Un bon mot qui en dit long sur la dérive populiste car une ZAD est une zone de non-droit, un territoire occupé par des militants opposés à un projet de construction et d’aménagement et déterminés par tous les moyens, y compris illégaux, à empêcher le développement d’un projet dument voté par des autorités légitimes.

Mathilde Panot veut donc transformer l’Assemblée en Notre Dame des Landes, la référence absolue dans le genre. Et pour faire bonne mesure, satisfaite de sa sortie, elle a déclaré lors d’un meeting, avec tous les autres leaders de la gauche (PS, Verts, PC) à ses côtés, qu’au-delà de l’Assemblée, « c’est la France qu’il faut transformer en ZAD ».

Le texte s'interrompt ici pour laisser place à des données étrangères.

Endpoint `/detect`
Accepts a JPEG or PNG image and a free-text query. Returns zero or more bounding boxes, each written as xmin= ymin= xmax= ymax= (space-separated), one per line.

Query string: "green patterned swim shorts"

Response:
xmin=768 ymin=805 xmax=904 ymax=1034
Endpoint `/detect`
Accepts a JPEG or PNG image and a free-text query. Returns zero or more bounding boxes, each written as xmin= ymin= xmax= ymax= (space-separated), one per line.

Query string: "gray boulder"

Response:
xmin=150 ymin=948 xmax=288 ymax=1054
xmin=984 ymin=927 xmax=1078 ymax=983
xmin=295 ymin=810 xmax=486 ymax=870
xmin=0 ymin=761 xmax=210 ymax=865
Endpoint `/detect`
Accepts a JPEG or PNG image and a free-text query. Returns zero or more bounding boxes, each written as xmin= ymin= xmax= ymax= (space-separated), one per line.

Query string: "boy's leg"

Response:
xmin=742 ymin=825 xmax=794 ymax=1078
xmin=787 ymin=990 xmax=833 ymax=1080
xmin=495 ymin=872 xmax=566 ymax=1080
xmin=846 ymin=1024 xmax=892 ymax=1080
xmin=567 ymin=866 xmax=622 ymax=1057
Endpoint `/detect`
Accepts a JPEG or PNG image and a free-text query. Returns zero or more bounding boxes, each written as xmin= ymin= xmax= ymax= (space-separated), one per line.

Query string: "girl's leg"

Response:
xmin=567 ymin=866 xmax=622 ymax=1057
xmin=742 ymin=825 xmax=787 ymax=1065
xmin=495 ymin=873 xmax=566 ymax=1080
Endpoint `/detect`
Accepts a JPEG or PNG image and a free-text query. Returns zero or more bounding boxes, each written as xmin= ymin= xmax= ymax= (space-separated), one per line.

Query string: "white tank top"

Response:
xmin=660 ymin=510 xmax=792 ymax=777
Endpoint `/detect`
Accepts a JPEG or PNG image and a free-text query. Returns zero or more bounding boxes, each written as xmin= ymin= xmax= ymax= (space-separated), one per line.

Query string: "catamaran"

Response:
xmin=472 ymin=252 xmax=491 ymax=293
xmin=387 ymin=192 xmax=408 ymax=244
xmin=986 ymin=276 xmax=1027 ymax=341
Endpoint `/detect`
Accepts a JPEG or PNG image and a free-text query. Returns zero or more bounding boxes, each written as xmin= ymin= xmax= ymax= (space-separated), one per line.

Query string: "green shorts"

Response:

Quelle sera la prochaine étape ? Une prise de contrôle du Palais Bourbon par des militants à la manière des nervis trumpistes qui ont pris d’assaut le Capitole de Washington le 6 janvier 2021 ou une action sur le modèle des bolsonaristes qui ont saccagé tout à la fois le Parlement et le palais présidentiel à Brasilia le 9 janvier dernier ?

Historiquement, les menaces et les coups de force contre les institutions républicaines émanent de l’extrême-droite. On assiste là à une inversion des rôles à moins que cela illustre la théorie selon laquelle les extrêmes ont vocation à se rejoindre.

Il est consternant de voir que la gauche démocratique – PS, écolo, communiste – se laisse entrainer dans cette dérive qui est un piège mortel pour elle.